Taiwanese manufacturer of tennis racquets

ProKennex is a Taiwanese manufacturer of racquet sports equipment for tennis, squash, badminton, racquetball, and pickleball. The company enjoyed wide global distribution in the 1980s, when manufacturing in Taiwan was booming due to domestic economic conditions. Parent company Kunnan Enterprise Ltd. has faced financial difficulties since the mid 1990s, leading to a contraction of the ProKennex name globally. Today, the company focuses on a niche set of consumers interested in technology advancements in racquet sports. The company focuses on this aspect of its products by promoting itself as a "science and design company", rather than a standard racket manufacturer.

==History==
The origins of the company began in 1965 when Lo Kunnan, the son of a plastic toy gun manufacturer, began producing wooden badminton racquets in the backyard of his father's house. In 1968, Lo moved on to producing wooden tennis racquets, followed by aluminum racquets in 1973.

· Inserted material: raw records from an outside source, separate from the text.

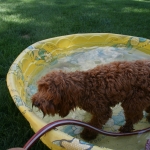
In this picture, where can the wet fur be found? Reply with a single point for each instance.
(96, 91)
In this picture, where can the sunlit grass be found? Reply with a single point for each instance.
(23, 22)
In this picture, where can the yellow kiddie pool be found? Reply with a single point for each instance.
(70, 53)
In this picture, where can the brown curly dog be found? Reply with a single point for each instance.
(96, 91)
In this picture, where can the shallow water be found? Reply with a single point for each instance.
(84, 59)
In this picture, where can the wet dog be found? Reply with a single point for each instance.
(96, 91)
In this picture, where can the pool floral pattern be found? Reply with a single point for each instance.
(32, 60)
(74, 144)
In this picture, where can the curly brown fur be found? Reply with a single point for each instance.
(96, 91)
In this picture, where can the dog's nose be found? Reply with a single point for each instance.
(36, 104)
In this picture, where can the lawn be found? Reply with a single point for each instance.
(24, 22)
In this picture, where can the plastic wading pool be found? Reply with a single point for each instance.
(72, 52)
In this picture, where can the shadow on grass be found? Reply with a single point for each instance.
(25, 22)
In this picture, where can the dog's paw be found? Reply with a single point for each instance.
(126, 129)
(88, 135)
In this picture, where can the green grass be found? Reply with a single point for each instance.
(23, 22)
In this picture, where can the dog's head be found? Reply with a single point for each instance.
(53, 96)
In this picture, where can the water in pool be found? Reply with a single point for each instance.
(84, 59)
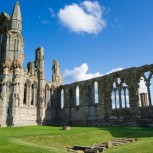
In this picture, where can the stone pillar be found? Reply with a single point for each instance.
(3, 98)
(41, 84)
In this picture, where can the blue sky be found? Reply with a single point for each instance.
(120, 37)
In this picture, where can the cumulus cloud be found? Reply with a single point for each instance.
(51, 11)
(114, 70)
(81, 73)
(86, 17)
(45, 22)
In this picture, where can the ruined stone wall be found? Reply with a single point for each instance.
(128, 109)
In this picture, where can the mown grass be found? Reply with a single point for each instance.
(43, 139)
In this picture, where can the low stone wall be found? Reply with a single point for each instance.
(102, 113)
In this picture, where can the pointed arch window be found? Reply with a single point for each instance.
(77, 96)
(25, 94)
(96, 96)
(120, 94)
(32, 95)
(146, 89)
(62, 99)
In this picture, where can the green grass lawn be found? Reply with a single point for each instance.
(43, 139)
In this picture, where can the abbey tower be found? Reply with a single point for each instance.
(25, 95)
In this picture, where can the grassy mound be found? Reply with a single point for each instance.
(41, 139)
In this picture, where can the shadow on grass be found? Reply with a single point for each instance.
(129, 132)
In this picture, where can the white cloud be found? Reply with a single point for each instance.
(81, 73)
(114, 70)
(45, 22)
(51, 11)
(86, 17)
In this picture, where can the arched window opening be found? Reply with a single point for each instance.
(146, 90)
(77, 96)
(96, 96)
(62, 99)
(32, 94)
(25, 94)
(51, 97)
(120, 94)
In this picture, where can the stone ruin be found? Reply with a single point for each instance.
(26, 98)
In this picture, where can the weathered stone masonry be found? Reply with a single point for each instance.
(128, 109)
(26, 98)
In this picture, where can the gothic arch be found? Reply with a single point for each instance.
(120, 94)
(145, 89)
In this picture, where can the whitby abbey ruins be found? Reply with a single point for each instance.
(26, 98)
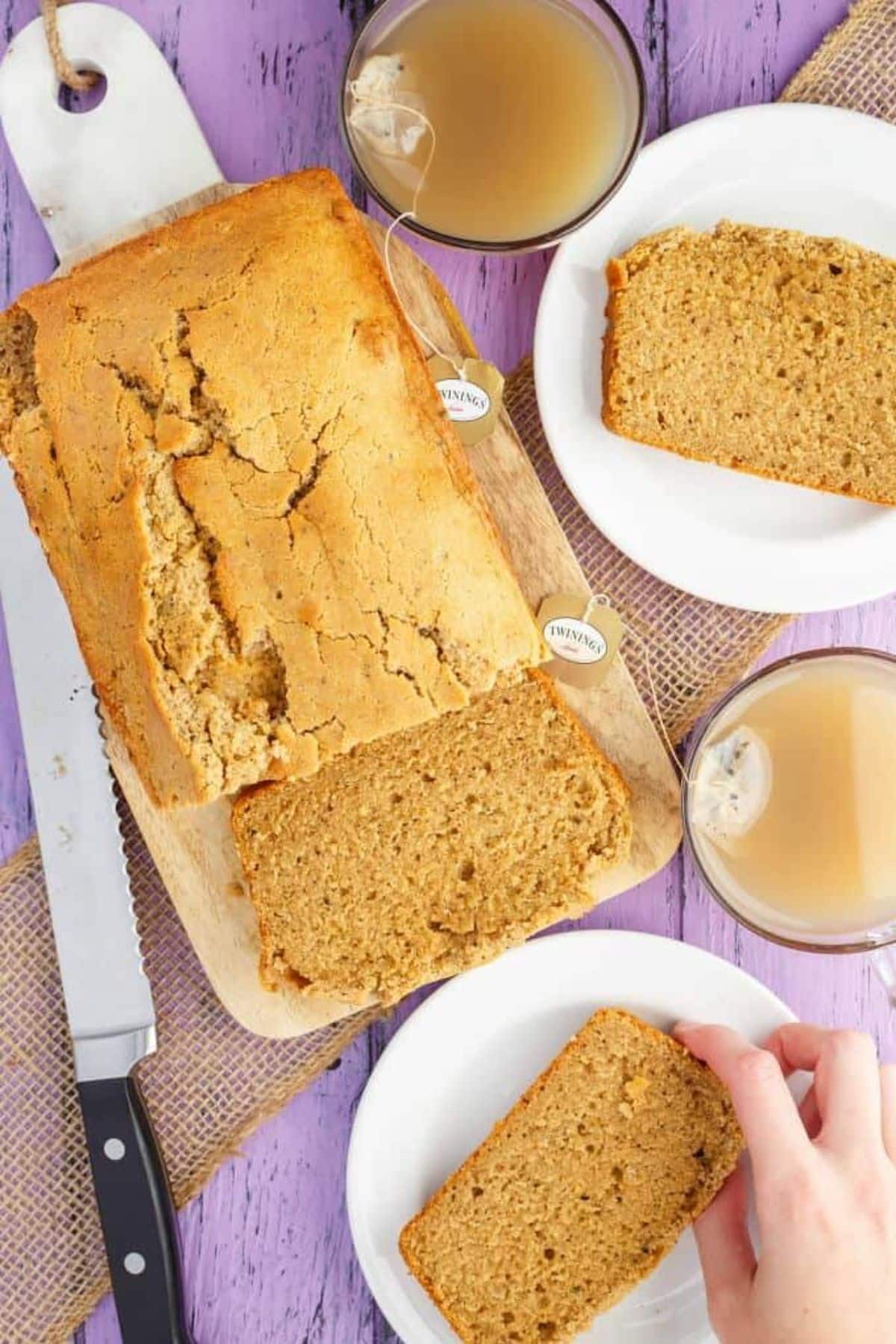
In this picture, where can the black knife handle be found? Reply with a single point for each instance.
(136, 1211)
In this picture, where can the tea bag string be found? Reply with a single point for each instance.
(603, 600)
(455, 362)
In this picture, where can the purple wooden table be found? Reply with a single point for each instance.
(267, 1249)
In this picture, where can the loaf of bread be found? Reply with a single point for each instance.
(579, 1191)
(433, 850)
(758, 349)
(261, 519)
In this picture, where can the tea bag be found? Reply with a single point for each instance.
(731, 786)
(388, 116)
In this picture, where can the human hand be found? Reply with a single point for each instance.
(825, 1186)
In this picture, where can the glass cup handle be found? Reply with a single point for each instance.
(884, 962)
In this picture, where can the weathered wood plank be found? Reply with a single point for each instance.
(267, 1250)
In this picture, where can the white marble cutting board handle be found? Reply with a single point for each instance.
(94, 174)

In 1969, Lo launched sporting goods company Kunnan Enterprises Ltd.; it quickly became the world's biggest badminton producer.

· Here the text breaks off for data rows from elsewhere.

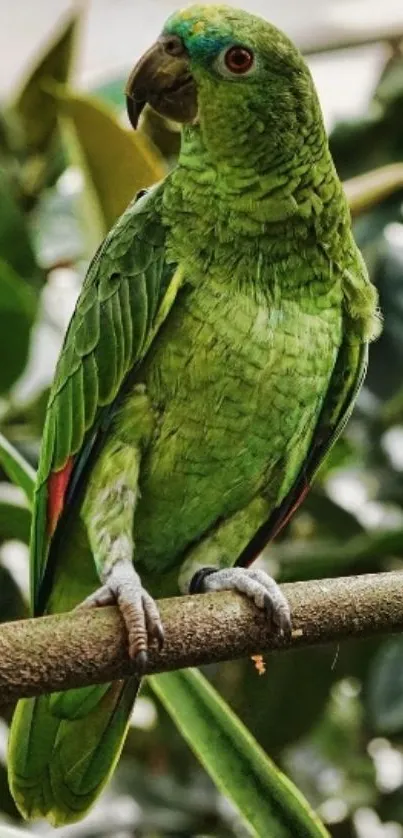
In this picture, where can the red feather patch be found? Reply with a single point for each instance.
(57, 485)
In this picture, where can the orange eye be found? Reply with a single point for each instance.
(238, 60)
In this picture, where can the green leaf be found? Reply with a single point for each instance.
(116, 163)
(385, 688)
(16, 468)
(15, 242)
(17, 315)
(15, 517)
(34, 105)
(266, 799)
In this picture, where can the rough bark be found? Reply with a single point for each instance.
(87, 647)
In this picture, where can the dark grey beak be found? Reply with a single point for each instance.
(162, 79)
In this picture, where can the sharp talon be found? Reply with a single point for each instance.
(141, 660)
(137, 609)
(268, 607)
(256, 585)
(159, 635)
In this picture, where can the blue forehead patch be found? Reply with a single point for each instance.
(203, 36)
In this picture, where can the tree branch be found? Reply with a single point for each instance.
(87, 647)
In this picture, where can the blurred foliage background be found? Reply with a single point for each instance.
(331, 717)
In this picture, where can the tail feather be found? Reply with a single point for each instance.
(58, 765)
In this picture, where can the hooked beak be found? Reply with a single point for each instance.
(162, 79)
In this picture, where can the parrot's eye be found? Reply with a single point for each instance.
(238, 60)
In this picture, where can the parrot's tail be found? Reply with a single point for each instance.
(64, 747)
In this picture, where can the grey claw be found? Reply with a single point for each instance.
(141, 660)
(268, 607)
(159, 636)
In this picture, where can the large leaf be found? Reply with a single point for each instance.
(116, 162)
(17, 315)
(34, 105)
(268, 802)
(16, 468)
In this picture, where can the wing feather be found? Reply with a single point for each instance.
(119, 309)
(345, 383)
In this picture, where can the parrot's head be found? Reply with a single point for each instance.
(226, 71)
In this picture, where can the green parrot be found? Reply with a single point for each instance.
(213, 358)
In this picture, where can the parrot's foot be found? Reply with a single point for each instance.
(255, 584)
(139, 611)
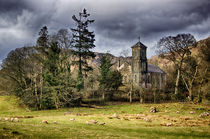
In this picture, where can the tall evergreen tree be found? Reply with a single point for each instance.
(82, 43)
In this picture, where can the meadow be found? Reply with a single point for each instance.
(113, 120)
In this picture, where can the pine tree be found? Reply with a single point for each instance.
(83, 41)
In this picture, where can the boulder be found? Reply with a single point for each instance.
(153, 109)
(205, 114)
(16, 119)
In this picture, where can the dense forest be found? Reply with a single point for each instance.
(56, 72)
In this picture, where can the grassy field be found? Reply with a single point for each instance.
(122, 120)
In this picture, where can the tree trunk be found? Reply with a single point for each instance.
(155, 96)
(41, 89)
(103, 95)
(130, 96)
(177, 81)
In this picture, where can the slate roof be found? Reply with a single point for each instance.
(154, 69)
(139, 44)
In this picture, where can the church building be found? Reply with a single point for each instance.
(138, 72)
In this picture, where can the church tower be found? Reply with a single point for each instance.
(139, 65)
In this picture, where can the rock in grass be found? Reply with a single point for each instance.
(147, 119)
(153, 109)
(72, 119)
(169, 124)
(66, 113)
(16, 119)
(205, 114)
(102, 123)
(45, 122)
(192, 112)
(87, 122)
(115, 116)
(94, 121)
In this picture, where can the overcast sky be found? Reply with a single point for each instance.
(118, 23)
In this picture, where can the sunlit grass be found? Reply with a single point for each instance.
(126, 126)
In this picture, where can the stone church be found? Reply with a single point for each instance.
(138, 72)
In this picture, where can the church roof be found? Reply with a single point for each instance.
(139, 44)
(155, 69)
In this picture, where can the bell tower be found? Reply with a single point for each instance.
(139, 64)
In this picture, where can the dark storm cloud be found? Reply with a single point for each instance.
(12, 5)
(117, 23)
(153, 22)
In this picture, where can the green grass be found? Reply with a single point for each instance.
(127, 126)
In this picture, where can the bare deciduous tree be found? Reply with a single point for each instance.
(176, 49)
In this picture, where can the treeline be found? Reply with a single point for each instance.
(41, 75)
(188, 70)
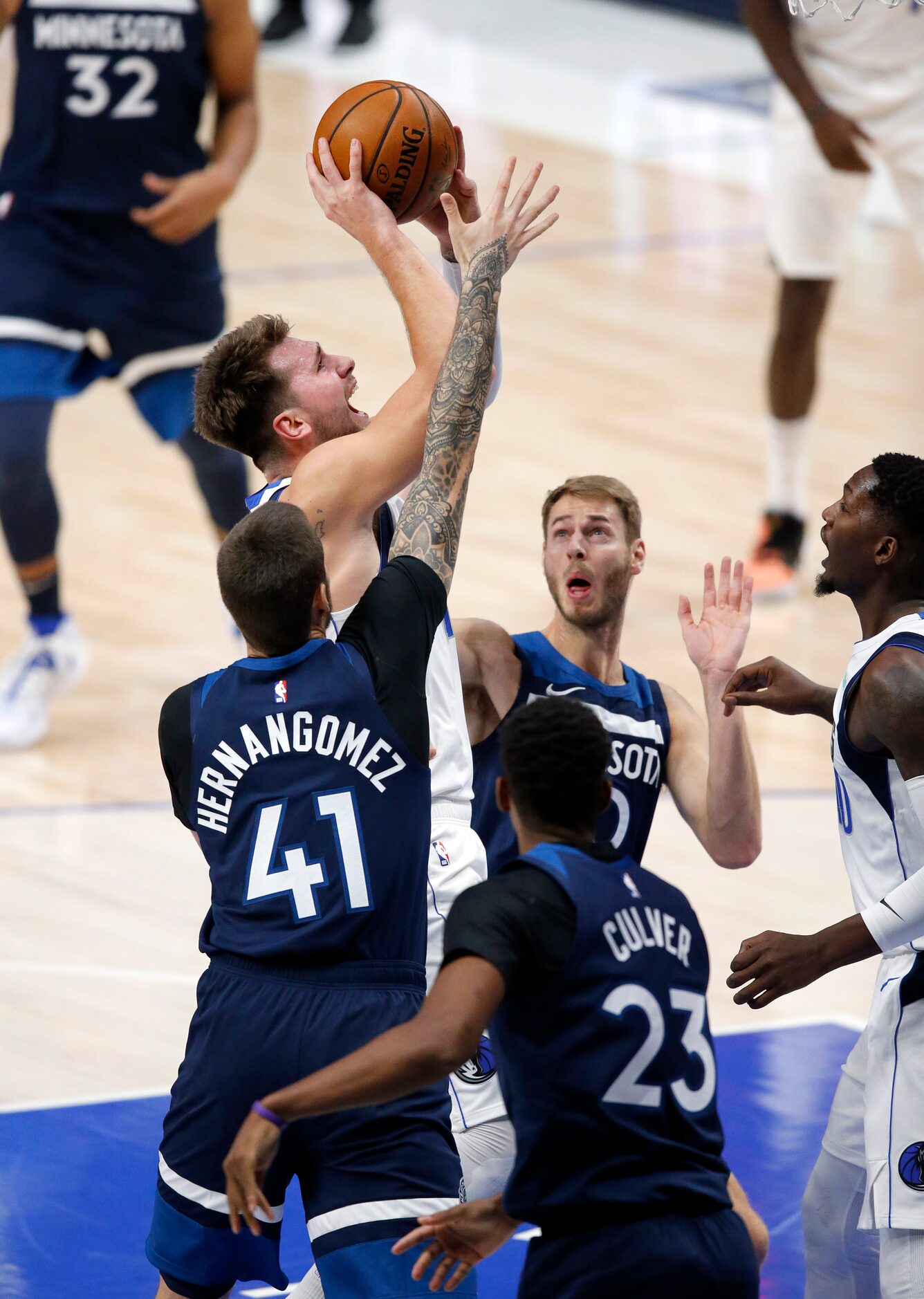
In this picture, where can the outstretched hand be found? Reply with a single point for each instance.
(350, 203)
(718, 641)
(465, 192)
(245, 1168)
(462, 1235)
(514, 223)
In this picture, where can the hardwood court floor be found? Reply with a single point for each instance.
(634, 340)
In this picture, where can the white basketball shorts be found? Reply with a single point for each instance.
(813, 210)
(458, 862)
(878, 1115)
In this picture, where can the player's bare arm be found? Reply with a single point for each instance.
(190, 203)
(490, 674)
(710, 766)
(429, 524)
(836, 134)
(440, 1038)
(887, 716)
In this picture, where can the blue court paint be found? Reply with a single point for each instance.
(77, 1183)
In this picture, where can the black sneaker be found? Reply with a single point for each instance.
(285, 22)
(775, 560)
(359, 30)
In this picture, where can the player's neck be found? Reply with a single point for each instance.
(593, 650)
(879, 609)
(530, 837)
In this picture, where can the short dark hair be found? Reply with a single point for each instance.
(591, 486)
(555, 754)
(269, 568)
(238, 394)
(898, 494)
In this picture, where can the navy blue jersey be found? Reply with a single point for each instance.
(106, 91)
(636, 717)
(607, 1065)
(306, 778)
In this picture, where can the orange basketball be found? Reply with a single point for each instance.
(408, 145)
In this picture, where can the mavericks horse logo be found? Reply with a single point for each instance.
(481, 1067)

The company began branding their rackets in 1978.

The brand was originally called "Kennedy", named after the President of the United States John F. Kennedy. Later, because the presidential brand was deemed too political, it was renamed to "Kennex"; then to "ProKennex" (「肯尼士」) to avoid conflict with tennis ball maker "Tennex".

They made the world's first mid-size graphite tennis racquet in 1980, followed by the world's first graphite squash racquet in 1983. ProKennex also began using carbon fiber technology and exporting to other countries via a U.S. company. By 1980, it grew to be the world's largest tennis racket manufacturer; its rackets were sold in more than 60 countries, accounting for 1/4 of the global market.

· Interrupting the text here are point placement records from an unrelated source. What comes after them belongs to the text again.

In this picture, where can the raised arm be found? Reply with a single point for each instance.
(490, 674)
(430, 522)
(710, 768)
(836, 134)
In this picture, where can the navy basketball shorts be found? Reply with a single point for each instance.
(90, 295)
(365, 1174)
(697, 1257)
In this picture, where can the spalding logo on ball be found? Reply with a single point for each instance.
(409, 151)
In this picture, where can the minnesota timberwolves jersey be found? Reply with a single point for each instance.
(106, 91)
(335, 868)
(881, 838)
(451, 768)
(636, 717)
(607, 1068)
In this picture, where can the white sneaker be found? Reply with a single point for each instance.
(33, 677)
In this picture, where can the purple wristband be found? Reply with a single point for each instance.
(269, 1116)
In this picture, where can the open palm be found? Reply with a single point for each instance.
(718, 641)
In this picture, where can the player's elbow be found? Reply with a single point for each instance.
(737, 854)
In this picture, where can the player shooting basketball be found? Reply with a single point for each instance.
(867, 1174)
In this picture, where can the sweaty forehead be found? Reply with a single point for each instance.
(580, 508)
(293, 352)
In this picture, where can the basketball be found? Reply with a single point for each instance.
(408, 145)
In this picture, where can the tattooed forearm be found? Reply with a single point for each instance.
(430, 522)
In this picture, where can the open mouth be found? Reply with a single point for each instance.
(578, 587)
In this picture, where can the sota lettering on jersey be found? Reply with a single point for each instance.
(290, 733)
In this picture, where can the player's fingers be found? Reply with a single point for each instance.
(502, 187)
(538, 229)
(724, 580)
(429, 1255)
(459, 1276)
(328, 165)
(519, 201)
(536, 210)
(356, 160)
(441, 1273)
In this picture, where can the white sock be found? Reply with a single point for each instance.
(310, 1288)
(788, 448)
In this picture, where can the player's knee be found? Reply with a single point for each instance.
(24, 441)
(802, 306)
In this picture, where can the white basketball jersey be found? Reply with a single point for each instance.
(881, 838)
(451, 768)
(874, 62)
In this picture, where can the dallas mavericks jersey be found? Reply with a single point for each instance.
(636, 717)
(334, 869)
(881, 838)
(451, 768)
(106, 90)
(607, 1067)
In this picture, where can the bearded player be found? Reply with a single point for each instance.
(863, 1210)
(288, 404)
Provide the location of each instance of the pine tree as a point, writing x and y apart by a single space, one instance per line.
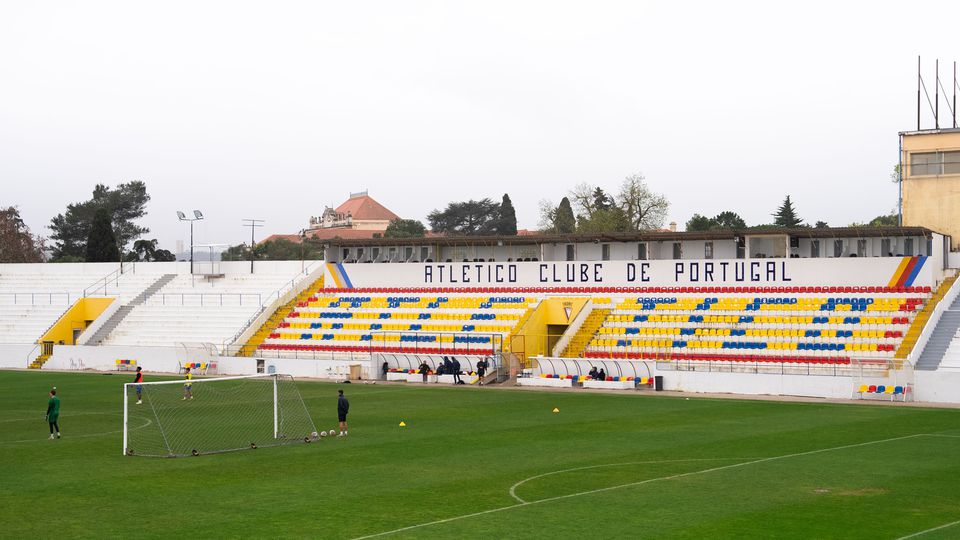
564 221
507 224
786 216
102 243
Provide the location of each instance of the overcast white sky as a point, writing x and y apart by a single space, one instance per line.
272 110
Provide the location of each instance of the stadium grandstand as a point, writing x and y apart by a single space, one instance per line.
818 312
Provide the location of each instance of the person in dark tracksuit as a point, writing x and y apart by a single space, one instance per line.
343 407
456 370
481 370
53 414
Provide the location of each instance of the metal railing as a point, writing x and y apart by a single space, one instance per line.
37 298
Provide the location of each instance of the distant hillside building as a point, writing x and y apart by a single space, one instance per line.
359 217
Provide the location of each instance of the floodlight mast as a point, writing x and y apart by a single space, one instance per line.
197 216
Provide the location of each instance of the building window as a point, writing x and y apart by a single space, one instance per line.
933 163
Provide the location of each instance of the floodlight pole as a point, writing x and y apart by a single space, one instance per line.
253 224
196 217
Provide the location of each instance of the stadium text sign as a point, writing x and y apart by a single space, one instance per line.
880 271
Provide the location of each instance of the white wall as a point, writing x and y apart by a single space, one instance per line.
169 359
18 355
937 387
837 387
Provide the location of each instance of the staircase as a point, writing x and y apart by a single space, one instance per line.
111 324
46 351
916 327
943 334
589 328
257 339
508 339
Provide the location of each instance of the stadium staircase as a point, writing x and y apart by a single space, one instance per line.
913 333
257 339
111 324
41 359
944 333
585 335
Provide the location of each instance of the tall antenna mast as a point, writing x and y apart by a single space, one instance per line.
936 96
918 92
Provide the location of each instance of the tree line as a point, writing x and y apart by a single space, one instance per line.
104 227
99 229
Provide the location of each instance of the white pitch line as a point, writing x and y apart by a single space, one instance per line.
632 484
513 488
914 535
84 436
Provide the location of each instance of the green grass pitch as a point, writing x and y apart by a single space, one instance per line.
491 463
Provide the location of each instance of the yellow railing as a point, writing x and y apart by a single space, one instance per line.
916 327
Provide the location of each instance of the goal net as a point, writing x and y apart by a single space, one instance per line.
204 416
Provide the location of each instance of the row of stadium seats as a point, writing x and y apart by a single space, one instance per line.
626 290
452 349
864 326
389 323
752 358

At that time, ProKennex owned the world's largest tennis racket factory, and it also made rackets for other global brands such as Prince, Dunlop, Fischer, and Adidas.

Professional tennis players sponsored by ProKennex included Li Na and Peng Shuai.

The company became known as the "Taiwan miracle".

During this heyday period, ProKennex began to make other sporting goods such as golf clubs, fishing rods, sneakers, and sportswear. Its parent company Kunnan Enterprises also expanded into unfamiliar ventures including computer, securities, and construction companies, and tried to start up a commercial bank.

ProKennex even owned a large hotel (「肯尼士太飯店」) in Taichung, now called "Grand City Hotel" (「五都大飯店」).

But the expansion and diversification proved too ambitious and complex; mounting financial liabilities forced Kunnan Enterprises into bankruptcy in 2000.

In 2002, ProKennex reorganized to focus on racket sports and Lo Kunnan retired from the business he founded.

==Related companies==
- Kennex is a separate entity from the reorganization and uses a similar company logo; it markets household items.
- 拓凱實業 is the global leader in carbon fiber tennis racket manufacturing; its founder 沈文振 is a former vice president at Kunnan.